Depuis des décennies, les États-Unis ont tenté de maintenir une hégémonie militaire absolue dans le monde. Mais leurs interventions en Irak, en Afghanistan et en Syrie montrent clairement que cette suprématie ne suffit pas à créer un ordre politique stable. L’Iran, lui, a démontré une résilience inédite face aux sanctions, aux pressions diplomatiques et aux opérations secrètes américaines depuis quarante ans.
Régis Le Sommier, ancien directeur adjoint de Paris Match, a mené des enquêtes sur le terrain à Téhéran et au Liban.
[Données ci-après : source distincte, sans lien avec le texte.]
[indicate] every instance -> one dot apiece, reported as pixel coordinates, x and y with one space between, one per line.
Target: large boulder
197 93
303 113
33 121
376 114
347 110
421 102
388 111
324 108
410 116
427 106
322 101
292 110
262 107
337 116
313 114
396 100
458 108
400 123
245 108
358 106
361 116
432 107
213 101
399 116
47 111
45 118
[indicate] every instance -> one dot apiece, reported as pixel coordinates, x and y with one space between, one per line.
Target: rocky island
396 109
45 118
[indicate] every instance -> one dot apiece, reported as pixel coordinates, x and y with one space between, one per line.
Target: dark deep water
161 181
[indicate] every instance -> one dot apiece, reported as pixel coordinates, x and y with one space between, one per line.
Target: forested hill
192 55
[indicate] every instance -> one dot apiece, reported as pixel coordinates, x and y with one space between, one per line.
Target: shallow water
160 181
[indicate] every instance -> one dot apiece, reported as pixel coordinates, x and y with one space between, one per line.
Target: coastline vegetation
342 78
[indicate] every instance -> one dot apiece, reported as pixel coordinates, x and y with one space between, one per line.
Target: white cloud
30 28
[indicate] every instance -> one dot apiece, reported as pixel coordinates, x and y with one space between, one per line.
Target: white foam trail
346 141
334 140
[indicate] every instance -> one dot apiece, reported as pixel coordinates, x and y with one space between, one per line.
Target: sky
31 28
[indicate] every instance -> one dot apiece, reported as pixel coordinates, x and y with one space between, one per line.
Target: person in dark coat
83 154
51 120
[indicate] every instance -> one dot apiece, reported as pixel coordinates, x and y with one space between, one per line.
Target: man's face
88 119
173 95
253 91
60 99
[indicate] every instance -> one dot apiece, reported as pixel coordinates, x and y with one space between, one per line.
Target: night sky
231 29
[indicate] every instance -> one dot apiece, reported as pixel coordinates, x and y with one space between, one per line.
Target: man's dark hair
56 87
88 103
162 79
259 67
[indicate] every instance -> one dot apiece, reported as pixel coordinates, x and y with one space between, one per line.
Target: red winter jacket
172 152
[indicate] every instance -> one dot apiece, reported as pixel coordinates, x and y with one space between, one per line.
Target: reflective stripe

Ses observations révèlent que l’Iran n’est plus un acteur marginal : il s’est intégré aux BRICS en janvier 2024, symbolisant sa volonté d’échapper aux structures occidentales dominantes. En parallèle, Moscou et Pékin renforcent leurs liens avec Téhéran pour créer des circuits économiques alternatifs, élargissant leur influence dans le monde.
L’expérience iranienne montre que l’idée même d’un « moment unipolaire » américain est devenue anachronique. Les guerres américaines en Irak et en Afghanistan ont laissé derrière elles des pays instables où l’influence iranienne s’est renforcée, démontrant que la force militaire ne peut transformer durablement une société.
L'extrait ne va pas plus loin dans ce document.